Research paper Summary


Kurian Benoy


September 11, 2019

Transfer Learning from Speaker Verification to Multispeaker Text-To-Speech Synthesis


In this paper we discuss about neural network-based system for Text to Speech(TTS) synthesis that can generate speech audio in the voice of different speakers, including those unseen during training. This research paper was presented during 32nd conference of NeurIPS 2018, Montreal, Canada and is authored by researchers from Google Inc.

The goal of this work is to build a TTS(Text to speech) system which can generate natural speech for a variety of speakers in a data efficent manner. We specifically address a zero-shot type learning system, where a speakers cloned audio can be generated for any speech on getting few seconds of untranscribed reference audio.

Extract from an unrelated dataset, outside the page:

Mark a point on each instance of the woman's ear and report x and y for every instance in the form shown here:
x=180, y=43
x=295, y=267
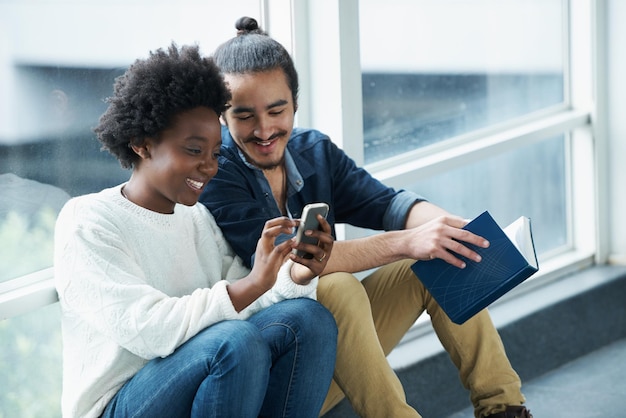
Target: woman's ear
x=141, y=150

Here the approach is to decouple speaker modelling from speech synthesis by independently training a speaker-discriminative network that captures charteristics from small amount of speaker audio data.

Multispeaker speach synthesis model

Our system is composed of three independently trained neural networks:

  1. A recurrent speaker encoder which computes a fixed dimensional vector from a speech signal.

  2. Sequence-to-sequence synthesizer which predicts a mel spectrogram from a sequence of grapheme inputs, conditioned on speaker emedding vector.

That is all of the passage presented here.